What really sets the
pantun apart from all other similar
forms, such as, the hainteny, etc.,
is the role of the first distique (or tercet) vis-à-vis the immediately following
second parallel form. The first is the sampiran (clothesline or rack)
containing the kiasan (allusion or
analogy) on which, and through which, the isi (contents or meaning) contained in
the second distique or tercet may be overlaid or hung. The relationship is one
of interdependence. In other words, the first distique or tercet hints at or
foreshadows, by the use of poetic artifices of parallelism - either symmetric or
disymmetric - the maksud (the sense,
meaning or message), if any, in the following second set of lines.
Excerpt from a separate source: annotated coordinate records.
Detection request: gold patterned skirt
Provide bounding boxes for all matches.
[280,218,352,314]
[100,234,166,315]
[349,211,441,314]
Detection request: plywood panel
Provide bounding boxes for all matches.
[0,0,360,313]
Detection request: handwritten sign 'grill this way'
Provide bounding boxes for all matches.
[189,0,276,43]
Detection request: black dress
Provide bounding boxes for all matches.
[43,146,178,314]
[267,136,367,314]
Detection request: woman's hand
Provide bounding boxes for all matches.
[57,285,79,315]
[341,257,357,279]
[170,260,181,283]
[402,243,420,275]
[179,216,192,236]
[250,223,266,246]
The sense of
the pantun may generally be
conceived, given also the anonymity of authorship in most pantun(s) as something impersonal and
purely objective.
On the other hand, if
we applied Samuel R.Levin’s concept of couplings both in a phonological as well
as in a semantic sense [Levin 1973: 30-41], we may see how the first distique or
tercet is intrinsically joined to the second parellel group. [Wignesan 1995:3-5]
Let’s take a pantun quatrain from the Sejarah Melayu or Malay Annals, written down in the
seventeenth century, where the genre was first known to have made its written
appearance and which Richard Winstedt has translated.
Sejarah Melayu
Richard Winstedt’s
translation
Kota Pahang di-makan
api
Ah!
hot I see a fortress burning -
Antara Jati dengan Bentan.
I’d hint not say your heart’s afire:
Bukan ku-larang kamu
berlaki,
‘Tis not that I’d suppress your yearning
Bukan bagitu perjanjian.
Forbid you, lady, wed
your squire.
[Winstedt 1969: 198]
A literal
translation
Fort Pahang consumed by
fire
Between Jati and Bentan.
Not that I forbid you
getting married,
Not in this way a contract.
Not that Winstedt did
not or could not understand the original; on the contrary, he was aware of all
its nuances and implications as his commentary on the quatrain
testifies.
A fort
consumed by fire, a girl difficult of access consumed by desire - these to a
Malay are
close parallels. ‘Between Jati and Bentan’ has no geographical foundation
but at
once suggests antara hati dengan
jantong ‘between heart and
liver’, a phrase
symbolical
of the very house of passion. [Winstedt 1969: 198]
So, the ultimate
meaning of the quatrain would be that a girl should not contract a marriage
when she is seized by lust. An admonitory pantun, one might say here.